Pada tahap ini masyarakat sudah memahami hukum beserta sanksi-sanksinya yang secara bertahap akan memberikan penilaian dari setiap pelanggaran hukum yang terjadi.
            3. Prilaku Hukum
Pada tahap ini merupakan ukuran kesadaran hukum yang tertinggi, dalam tahap ini masyarakat menyadari bahwa dalam menuntut hak harus berada pada jalur hukum, begitupun apabila melaksanakan kewajibannya tetap pada ketentuan hukum yang berlaku. (Abdurrahman I, Doi, diterjemahkan oleh Basri Iba Asghary dan Wadi Masturi 1993: 68).
Dari indikasi-indikasi di atas adalah hasil pengamatan tingkat dan bentuk-bentuk kesadaran hukum masyarakat, tingkat pendidikan yang tinggi tidak menjamin seseorang mampu mencapai tingkat tertinggi dari kesadaran hukum, seab boleh jadi seseorang yang mempunyai pendidikan yang tinggi justru kesadaran huumnya hanya hingga taraf mengetahui dan memahami hukum, tetapi terkadang seseorang yang pendidikannya endah mampu untuk berlaku dan bersikap taat hukum.
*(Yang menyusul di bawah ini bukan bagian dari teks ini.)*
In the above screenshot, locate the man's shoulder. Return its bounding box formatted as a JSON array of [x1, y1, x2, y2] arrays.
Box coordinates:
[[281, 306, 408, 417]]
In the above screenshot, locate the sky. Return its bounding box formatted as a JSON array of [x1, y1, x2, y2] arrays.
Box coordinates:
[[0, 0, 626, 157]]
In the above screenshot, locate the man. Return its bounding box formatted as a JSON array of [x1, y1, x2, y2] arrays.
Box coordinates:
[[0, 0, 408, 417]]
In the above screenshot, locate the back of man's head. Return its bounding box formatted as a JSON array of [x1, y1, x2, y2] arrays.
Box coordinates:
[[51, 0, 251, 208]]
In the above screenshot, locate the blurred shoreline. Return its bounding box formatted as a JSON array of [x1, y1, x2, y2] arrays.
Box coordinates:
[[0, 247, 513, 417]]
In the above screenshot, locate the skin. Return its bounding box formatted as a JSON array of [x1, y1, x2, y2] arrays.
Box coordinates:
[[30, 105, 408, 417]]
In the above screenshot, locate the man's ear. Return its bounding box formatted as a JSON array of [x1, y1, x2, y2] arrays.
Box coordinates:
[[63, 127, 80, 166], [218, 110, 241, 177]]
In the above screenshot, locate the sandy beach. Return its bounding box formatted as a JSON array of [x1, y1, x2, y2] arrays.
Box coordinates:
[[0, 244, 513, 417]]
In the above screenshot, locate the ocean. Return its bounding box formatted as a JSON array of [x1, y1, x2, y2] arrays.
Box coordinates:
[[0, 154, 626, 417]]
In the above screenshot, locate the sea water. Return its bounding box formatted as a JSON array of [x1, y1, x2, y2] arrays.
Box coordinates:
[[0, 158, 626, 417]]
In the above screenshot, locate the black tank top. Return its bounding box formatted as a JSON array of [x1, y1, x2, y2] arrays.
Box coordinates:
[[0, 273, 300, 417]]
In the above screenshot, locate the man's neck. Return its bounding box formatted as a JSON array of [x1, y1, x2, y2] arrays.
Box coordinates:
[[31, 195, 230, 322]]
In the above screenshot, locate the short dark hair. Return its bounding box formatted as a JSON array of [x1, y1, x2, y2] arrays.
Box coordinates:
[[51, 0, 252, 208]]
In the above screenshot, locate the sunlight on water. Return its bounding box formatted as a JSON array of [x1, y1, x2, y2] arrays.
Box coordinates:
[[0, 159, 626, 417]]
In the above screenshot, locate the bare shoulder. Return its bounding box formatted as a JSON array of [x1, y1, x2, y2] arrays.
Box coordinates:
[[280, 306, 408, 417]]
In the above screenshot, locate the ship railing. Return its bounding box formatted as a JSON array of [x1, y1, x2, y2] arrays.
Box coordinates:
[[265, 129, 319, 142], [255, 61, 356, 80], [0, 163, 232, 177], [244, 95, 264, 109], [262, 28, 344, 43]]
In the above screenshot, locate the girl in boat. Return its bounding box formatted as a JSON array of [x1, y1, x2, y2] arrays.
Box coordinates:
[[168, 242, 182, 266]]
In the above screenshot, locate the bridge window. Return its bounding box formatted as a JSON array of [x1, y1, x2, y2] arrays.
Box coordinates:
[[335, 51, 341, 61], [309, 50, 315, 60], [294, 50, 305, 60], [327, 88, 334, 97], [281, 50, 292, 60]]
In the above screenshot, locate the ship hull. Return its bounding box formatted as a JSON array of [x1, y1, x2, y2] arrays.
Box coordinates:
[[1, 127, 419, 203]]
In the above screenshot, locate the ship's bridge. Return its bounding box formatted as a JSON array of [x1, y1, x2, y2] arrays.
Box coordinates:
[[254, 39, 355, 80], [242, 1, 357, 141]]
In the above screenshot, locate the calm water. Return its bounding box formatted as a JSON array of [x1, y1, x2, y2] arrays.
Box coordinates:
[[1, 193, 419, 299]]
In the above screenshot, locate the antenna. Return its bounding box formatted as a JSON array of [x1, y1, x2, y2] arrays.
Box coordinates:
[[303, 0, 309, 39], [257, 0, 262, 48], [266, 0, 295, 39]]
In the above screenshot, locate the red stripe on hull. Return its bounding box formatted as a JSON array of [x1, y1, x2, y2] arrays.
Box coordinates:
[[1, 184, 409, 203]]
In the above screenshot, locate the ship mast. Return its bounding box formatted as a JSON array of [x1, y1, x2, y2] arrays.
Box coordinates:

Dakwah dalam Perspektif Hukum
Al-Qur’an adalah kitab dakwah yang berisi penetapan syari’at, sebab al-Qur’an yang diturunkan Allah swt kepada manusia melalui dakwah yang dilakukan Rasulullah hakekatnya adalah ajakan untuk menaati dan mengikuti ajaran Islam, dimana tujuannya adalah untuk menjadi pedoman dalam hidup manusia. Mengenai kewajiban manusia dalam posisinya sebagai insan dakwah, dijelaskan dalam QS. An-Nahl (16): 125.

ادع الى سبيل ربك باالحكمة والموعظة الحسنة وجادلهم بالتى هىاحسن ان ربك هواعلم بمن ضل عن سبيل وهواعلم بالمهتدين
Terjemahnya:
          “Serulah manusia kepada jalam Tuhanmu dengan hikmah dan pelajaran yang baik dan bantahlah mereka dengan cara yang baik, sesungguhnya Tuhanmu Dialah yang lebih mengetahui tentang siapa yang tersesat dari jalan-Nya dan Dialah yang lebih menetahui orang-orang yang mendapat petunjuk.” (Departemen Agama RI, 421).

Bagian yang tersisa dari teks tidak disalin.